In Calcutta under the Raj, we see how genius thrives in chaos, wherein Indians resisted assimilation by creating a vibrant hybrid culture that was both functionally and intellectually creative. “British colonialists spread literacy in India thinking they would get a city of clerks. Instead, they got a city of poets.”
Meanwhile, Vienna managed a rare double dip of genius with two golden ages, though these may be flip sides of the same coin, a little delayed.
“First, in roughly 1800, a musical flourishing brought us Beethoven, Haydn, Schubert, and the wunderkind Mozart. Then, a century later, a much broader explosion of genius touched every field imaginable—science, psychology, art, literature, architecture, philosophy, and, once again music.” Mozart epitomized the former and Freud the latter.
The musical florescence owed much to Emperor Joseph’s patronage as well as to a highly appreciative and collaborative audience. The second phase emerged from the convergence of migrant intellectuals and artists, including many Jews like Freud, from every corner of the Austro-Hungarian Empire. These outsiders fed off each others’ creative energy, cross-fertilizing in third places such as the renowned Viennese coffee houses.

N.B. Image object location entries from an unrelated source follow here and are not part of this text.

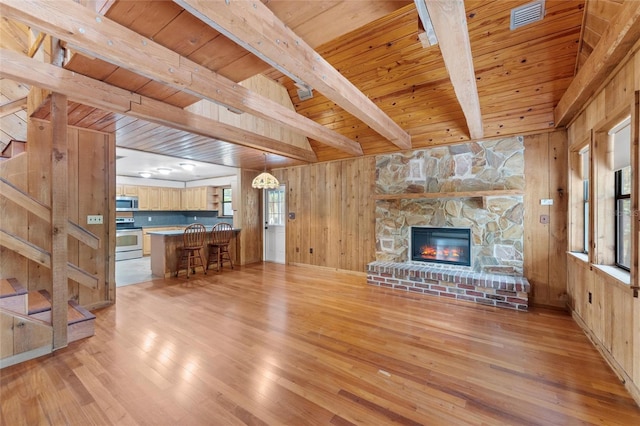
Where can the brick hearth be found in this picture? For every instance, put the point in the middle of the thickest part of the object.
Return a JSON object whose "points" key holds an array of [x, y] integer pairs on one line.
{"points": [[504, 291]]}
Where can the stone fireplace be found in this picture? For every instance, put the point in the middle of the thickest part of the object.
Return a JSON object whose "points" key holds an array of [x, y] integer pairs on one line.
{"points": [[450, 246], [477, 187]]}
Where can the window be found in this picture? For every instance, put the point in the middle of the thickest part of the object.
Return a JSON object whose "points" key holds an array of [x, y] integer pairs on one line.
{"points": [[227, 209], [275, 206], [621, 135], [584, 161], [623, 218]]}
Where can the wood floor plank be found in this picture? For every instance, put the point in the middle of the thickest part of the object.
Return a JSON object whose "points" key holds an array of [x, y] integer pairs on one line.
{"points": [[269, 344]]}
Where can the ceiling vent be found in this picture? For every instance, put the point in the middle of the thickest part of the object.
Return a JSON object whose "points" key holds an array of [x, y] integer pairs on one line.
{"points": [[304, 91], [527, 14]]}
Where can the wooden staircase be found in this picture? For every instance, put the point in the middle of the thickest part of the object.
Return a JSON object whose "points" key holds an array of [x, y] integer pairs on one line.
{"points": [[25, 323], [13, 148]]}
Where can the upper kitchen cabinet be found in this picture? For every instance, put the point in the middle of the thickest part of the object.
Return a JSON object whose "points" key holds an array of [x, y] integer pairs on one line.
{"points": [[170, 199], [126, 190], [148, 198], [200, 198]]}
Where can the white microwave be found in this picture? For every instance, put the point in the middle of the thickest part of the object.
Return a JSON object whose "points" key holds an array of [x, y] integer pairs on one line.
{"points": [[126, 204]]}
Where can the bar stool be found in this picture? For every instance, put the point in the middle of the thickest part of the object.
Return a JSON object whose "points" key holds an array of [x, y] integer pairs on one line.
{"points": [[219, 246], [193, 243]]}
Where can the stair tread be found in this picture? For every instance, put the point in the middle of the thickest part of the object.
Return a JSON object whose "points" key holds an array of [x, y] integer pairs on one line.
{"points": [[11, 287], [39, 301]]}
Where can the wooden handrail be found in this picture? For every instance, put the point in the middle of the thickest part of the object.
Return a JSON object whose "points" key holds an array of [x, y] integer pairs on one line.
{"points": [[81, 276], [43, 257], [25, 248], [15, 194], [83, 235]]}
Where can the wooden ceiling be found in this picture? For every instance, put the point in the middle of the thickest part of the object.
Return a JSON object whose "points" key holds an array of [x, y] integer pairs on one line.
{"points": [[521, 75]]}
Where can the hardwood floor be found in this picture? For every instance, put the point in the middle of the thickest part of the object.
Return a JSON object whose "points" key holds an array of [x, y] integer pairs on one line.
{"points": [[274, 344]]}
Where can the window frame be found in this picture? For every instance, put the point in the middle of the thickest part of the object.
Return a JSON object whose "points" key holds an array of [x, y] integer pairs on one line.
{"points": [[225, 203], [619, 196]]}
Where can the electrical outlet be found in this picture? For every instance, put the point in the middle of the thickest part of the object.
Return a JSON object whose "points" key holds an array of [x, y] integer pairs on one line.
{"points": [[94, 219]]}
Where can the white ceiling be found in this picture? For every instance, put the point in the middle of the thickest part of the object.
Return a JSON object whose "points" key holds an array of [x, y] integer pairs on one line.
{"points": [[131, 162]]}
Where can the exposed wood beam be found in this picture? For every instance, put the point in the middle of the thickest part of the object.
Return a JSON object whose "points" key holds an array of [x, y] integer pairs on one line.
{"points": [[253, 26], [616, 42], [13, 107], [161, 113], [450, 25], [36, 45], [97, 94], [102, 38], [59, 213]]}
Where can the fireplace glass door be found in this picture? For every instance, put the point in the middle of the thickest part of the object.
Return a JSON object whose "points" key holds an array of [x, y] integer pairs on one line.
{"points": [[441, 245]]}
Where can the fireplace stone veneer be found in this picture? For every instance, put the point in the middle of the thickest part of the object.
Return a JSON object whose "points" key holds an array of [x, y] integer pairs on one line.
{"points": [[503, 291]]}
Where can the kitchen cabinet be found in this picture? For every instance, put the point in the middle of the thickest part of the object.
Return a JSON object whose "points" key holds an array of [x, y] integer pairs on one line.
{"points": [[148, 198], [146, 238], [143, 198], [170, 199], [200, 198], [154, 198], [174, 199], [126, 190]]}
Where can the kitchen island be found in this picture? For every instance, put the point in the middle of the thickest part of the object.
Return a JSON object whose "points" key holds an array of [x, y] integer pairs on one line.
{"points": [[166, 247]]}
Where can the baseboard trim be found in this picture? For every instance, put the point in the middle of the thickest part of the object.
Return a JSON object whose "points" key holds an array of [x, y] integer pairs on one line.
{"points": [[623, 376], [327, 268], [25, 356]]}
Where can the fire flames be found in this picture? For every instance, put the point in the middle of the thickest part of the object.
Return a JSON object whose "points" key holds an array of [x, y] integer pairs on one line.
{"points": [[441, 253]]}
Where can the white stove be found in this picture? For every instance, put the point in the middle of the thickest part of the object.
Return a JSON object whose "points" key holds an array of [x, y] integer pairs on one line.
{"points": [[128, 239]]}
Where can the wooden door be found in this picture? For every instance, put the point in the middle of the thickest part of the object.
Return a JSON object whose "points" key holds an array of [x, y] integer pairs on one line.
{"points": [[274, 229]]}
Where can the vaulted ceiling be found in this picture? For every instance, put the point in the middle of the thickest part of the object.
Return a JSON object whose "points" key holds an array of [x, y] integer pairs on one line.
{"points": [[376, 87]]}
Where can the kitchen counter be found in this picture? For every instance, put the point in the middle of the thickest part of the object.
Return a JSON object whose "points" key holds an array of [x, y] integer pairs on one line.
{"points": [[166, 247], [180, 232]]}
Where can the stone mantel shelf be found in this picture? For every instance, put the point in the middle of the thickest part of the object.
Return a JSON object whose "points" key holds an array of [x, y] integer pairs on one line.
{"points": [[469, 194]]}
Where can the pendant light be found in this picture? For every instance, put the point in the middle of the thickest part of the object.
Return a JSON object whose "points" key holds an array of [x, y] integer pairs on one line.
{"points": [[264, 179]]}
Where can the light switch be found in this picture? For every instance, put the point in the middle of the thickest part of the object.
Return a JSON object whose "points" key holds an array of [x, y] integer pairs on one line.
{"points": [[94, 219]]}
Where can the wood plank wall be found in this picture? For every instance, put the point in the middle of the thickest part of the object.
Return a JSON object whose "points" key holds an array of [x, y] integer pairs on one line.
{"points": [[12, 218], [334, 223], [545, 243], [91, 173], [251, 220], [612, 317]]}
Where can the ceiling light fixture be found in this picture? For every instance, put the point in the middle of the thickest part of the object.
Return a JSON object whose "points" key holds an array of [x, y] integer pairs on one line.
{"points": [[264, 179]]}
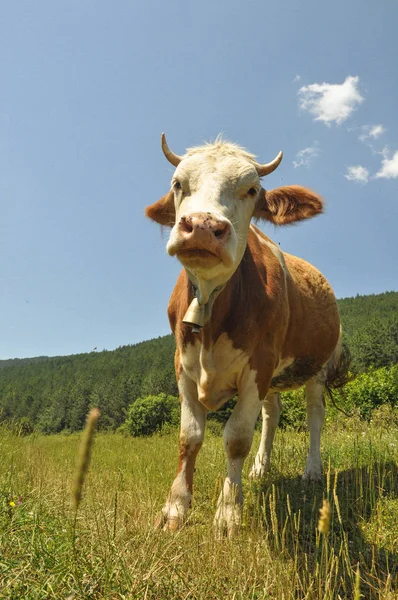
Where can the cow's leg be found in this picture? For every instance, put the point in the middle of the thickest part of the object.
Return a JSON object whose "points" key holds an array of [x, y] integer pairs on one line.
{"points": [[193, 417], [271, 411], [315, 418], [238, 436]]}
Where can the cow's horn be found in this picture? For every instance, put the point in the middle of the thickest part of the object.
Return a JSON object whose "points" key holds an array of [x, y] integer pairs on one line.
{"points": [[171, 157], [269, 167]]}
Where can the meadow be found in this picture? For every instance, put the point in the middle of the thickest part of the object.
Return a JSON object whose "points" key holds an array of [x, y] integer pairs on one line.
{"points": [[108, 547]]}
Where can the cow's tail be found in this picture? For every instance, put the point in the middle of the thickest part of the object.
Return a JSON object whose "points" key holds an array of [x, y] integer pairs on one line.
{"points": [[338, 371]]}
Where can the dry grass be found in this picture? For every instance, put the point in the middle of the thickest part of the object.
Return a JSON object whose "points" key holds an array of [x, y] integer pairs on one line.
{"points": [[113, 552]]}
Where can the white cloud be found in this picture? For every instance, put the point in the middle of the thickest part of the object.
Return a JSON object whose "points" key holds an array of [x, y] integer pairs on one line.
{"points": [[389, 167], [305, 156], [357, 173], [331, 102], [371, 132]]}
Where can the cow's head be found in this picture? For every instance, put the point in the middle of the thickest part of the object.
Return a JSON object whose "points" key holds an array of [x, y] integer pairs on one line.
{"points": [[215, 191]]}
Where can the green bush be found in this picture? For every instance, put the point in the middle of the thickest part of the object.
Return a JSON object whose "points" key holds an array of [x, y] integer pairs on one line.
{"points": [[148, 415], [371, 390]]}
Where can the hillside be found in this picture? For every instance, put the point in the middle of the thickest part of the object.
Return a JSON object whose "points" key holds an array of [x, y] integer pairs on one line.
{"points": [[54, 393]]}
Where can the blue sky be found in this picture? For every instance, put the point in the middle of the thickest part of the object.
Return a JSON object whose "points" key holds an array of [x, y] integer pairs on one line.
{"points": [[87, 87]]}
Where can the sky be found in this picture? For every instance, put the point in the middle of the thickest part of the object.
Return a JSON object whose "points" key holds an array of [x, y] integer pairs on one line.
{"points": [[87, 87]]}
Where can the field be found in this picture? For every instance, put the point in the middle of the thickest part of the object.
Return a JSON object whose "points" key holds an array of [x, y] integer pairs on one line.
{"points": [[109, 549]]}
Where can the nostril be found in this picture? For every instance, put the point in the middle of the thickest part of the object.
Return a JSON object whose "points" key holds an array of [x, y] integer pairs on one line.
{"points": [[186, 225], [221, 230]]}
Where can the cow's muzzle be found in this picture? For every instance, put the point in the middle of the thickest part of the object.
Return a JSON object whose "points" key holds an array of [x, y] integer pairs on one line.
{"points": [[201, 238]]}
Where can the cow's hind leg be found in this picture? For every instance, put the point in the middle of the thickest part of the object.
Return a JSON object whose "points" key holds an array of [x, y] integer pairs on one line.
{"points": [[193, 417], [271, 411], [314, 391]]}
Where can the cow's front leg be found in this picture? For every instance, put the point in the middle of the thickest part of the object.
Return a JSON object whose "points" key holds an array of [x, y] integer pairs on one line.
{"points": [[193, 417], [238, 436], [271, 411], [315, 416]]}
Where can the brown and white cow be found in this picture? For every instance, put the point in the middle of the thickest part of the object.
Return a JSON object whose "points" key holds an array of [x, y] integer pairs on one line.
{"points": [[248, 319]]}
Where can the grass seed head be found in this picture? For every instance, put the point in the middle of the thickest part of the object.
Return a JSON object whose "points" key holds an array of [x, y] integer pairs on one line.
{"points": [[324, 518], [84, 455]]}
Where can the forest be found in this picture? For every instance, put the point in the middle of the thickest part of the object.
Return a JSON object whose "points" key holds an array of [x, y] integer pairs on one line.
{"points": [[54, 394]]}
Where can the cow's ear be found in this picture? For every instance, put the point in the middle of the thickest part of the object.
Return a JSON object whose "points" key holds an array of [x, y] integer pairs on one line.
{"points": [[287, 204], [163, 211]]}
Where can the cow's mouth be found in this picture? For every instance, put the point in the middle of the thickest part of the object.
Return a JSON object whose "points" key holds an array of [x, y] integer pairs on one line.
{"points": [[198, 256]]}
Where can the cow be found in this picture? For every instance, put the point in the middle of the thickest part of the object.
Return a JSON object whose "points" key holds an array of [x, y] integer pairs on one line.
{"points": [[248, 319]]}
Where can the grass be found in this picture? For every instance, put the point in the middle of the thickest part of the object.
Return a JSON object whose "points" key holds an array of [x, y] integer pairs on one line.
{"points": [[108, 549]]}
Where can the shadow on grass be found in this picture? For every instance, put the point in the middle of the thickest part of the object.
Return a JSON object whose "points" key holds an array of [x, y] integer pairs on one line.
{"points": [[289, 510]]}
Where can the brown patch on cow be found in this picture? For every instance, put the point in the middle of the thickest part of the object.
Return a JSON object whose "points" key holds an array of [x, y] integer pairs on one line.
{"points": [[296, 374], [270, 310], [163, 211], [288, 204]]}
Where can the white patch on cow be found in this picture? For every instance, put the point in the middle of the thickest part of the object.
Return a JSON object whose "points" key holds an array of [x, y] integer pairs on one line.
{"points": [[315, 418], [216, 371], [271, 411], [238, 436], [215, 179], [282, 365], [193, 418]]}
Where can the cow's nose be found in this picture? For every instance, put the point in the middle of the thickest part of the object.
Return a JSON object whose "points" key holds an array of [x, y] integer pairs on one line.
{"points": [[199, 224]]}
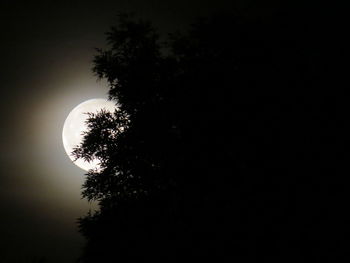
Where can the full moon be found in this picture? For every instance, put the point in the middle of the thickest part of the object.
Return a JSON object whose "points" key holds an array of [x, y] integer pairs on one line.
{"points": [[74, 126]]}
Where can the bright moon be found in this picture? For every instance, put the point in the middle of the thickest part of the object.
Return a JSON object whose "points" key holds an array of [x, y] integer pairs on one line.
{"points": [[75, 125]]}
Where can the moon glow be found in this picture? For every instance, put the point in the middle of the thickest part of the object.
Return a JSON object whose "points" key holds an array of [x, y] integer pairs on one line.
{"points": [[74, 126]]}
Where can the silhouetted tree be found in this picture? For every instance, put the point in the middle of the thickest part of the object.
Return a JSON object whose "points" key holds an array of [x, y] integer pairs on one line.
{"points": [[215, 151]]}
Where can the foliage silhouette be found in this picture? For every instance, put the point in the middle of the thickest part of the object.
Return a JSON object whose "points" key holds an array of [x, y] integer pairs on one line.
{"points": [[218, 148]]}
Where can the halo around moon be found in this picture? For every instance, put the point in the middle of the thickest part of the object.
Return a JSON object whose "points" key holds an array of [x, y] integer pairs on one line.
{"points": [[74, 126]]}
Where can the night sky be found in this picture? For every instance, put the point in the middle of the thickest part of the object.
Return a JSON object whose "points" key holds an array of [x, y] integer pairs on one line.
{"points": [[47, 49], [46, 53]]}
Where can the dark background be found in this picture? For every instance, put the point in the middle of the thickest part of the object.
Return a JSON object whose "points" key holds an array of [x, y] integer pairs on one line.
{"points": [[46, 54]]}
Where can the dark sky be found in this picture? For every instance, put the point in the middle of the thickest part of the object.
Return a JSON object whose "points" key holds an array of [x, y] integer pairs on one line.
{"points": [[46, 52]]}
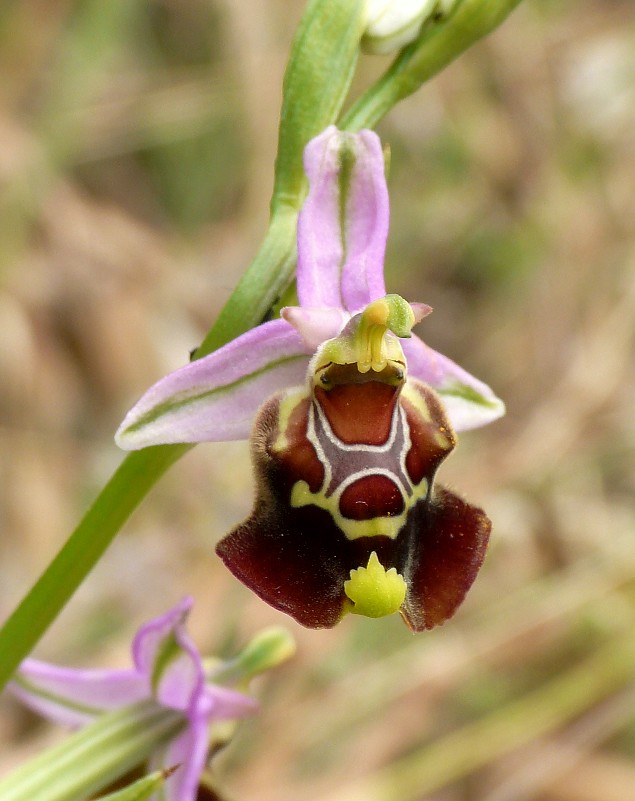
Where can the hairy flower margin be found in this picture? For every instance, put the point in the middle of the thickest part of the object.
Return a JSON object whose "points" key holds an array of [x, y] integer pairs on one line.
{"points": [[168, 670], [353, 416]]}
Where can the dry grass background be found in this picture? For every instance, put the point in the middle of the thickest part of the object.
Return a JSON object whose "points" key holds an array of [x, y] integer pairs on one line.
{"points": [[136, 144]]}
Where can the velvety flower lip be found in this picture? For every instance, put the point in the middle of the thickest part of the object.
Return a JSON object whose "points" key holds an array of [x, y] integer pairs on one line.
{"points": [[342, 231], [167, 668]]}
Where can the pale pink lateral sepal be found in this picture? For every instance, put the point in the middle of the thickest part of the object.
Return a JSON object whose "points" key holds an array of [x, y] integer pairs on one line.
{"points": [[216, 397], [343, 224], [74, 698], [468, 402]]}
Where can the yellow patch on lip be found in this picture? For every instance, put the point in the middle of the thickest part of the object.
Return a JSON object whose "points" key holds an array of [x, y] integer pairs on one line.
{"points": [[375, 591]]}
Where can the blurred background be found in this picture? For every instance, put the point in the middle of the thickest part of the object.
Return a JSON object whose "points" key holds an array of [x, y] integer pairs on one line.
{"points": [[137, 139]]}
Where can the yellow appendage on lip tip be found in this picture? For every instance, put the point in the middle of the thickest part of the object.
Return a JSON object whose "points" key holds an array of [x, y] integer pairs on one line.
{"points": [[375, 591]]}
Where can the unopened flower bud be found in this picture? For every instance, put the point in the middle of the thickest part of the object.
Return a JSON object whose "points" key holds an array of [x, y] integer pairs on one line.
{"points": [[391, 24]]}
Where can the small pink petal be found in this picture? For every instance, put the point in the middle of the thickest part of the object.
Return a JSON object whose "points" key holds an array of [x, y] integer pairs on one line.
{"points": [[315, 325], [179, 682], [420, 310]]}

Lastly Weiner brings us home to Central California’s rolling farmland and suburban sprawl, where, arguably, the most game-changing genius cluster of all took root and is still evolving—Silicon Valley. Here, a rather different type of genius technokinds (jean-clad IT prodigies) became overnight household names from borrowing, adapting, and re-packaging the ideas of others. “These innovations changed not only how we talk to each other, but what we say.”
Paradoxically, these prophets of the death of place—in the Internet age we can live and work anywhere—still require proximity to each other to feed their genius.
At the end of The Geography of Genius, we are left with more questions than answers, as the book is more about the journey itself and the process of uncovering connections than the findings. But for the most part these questions are heuristic and good to ponder.
Weiner summarizes these key elements as the Three Ds: disorder, diversity, and discernment. Disorder shakes up the status quo, creating a space for new ways of thinking and doing. Diversity contributes to not only different ways of connecting the dots, but different kinds of dots. Discernment is the critical ability to assess both progress and failure, to tell good ideas from bad, and to be able to build on the latter.
Many readers will find that the Geography of Genius offers an enjoyable and thought-provoking journey with Weiner as a charming tour guide in the style of Bill Bryson and Anthony Bourdain. His lively, witty, and accessible style draws people in, and he educates while he entertains.
But this folksy meandering approach will likely irritate some readers, who would rather he got to the point, while the ambitious scope, of necessity, results in a somewhat superficial treatment.